Location
- 2A Oakland Street Glendale, New South Wales Australia 32°55′38″S 151°38′28″E﻿ / ﻿32.9273024°S 151.6410054°E

Information
- Former name: Glendale High School
- Type: Government-funded co-educational comprehensive secondary day school
- Established: 1970; 56 years ago (as Glendale High School)
- Educational authority: New South Wales Department of Education
- Principal: Anthony Angel
- Teaching staff: 70.4FTE (2025)
- Years: 7–12
- Enrolment: 802 (2025)
- Campus type: Suburban
- Website: glendale-h.schools.nsw.gov.au

= Glendale Technology High School =

Glendale Technology High School is a government-funded co-educational comprehensive secondary day school in Glendale, New South Wales, Australia.

Established in 1970 as Glendale High School, the school enrolled approximately 802 students in 2025, from Year 7 to Year 12, of whom 17 percent identified as Indigenous Australians and nine percent were from a language background other than English.

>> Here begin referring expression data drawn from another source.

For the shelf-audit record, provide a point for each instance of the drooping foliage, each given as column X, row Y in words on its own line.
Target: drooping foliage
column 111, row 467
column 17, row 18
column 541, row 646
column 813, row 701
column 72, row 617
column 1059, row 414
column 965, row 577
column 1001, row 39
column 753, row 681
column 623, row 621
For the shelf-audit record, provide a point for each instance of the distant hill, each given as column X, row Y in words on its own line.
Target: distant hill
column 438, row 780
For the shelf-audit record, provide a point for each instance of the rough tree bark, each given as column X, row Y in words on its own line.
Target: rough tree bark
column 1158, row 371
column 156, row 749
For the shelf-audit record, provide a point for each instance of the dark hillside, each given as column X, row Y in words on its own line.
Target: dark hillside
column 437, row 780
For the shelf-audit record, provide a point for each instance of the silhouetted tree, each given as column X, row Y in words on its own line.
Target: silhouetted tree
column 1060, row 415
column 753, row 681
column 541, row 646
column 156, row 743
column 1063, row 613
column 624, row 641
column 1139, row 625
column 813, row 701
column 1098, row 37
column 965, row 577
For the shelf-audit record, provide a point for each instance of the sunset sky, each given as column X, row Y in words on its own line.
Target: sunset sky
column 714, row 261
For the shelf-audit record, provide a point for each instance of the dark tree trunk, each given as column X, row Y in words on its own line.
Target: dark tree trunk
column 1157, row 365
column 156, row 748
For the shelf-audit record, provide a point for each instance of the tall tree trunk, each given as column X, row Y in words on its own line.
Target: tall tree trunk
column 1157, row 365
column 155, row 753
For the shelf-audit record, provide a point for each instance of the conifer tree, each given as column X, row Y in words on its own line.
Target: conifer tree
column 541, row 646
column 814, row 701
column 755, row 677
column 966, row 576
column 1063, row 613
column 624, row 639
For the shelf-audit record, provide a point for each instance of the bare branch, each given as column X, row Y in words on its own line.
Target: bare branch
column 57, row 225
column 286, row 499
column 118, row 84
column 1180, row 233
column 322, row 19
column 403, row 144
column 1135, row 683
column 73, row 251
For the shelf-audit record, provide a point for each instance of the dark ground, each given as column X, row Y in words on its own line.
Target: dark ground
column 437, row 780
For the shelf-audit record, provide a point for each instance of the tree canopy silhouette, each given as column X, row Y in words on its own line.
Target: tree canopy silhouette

The school is operated by the NSW Department of Education; the principal is Anthony Angel.

== Overview ==
Glendale High School became a Technology High School in 1990. The Glendale Industry Academy, training students in skills shortage areas, is delivered at the school in partnership with TAFE NSW and local industries.

Broadcaster, comedian and writer John Doyle taught at the school in the 1980s.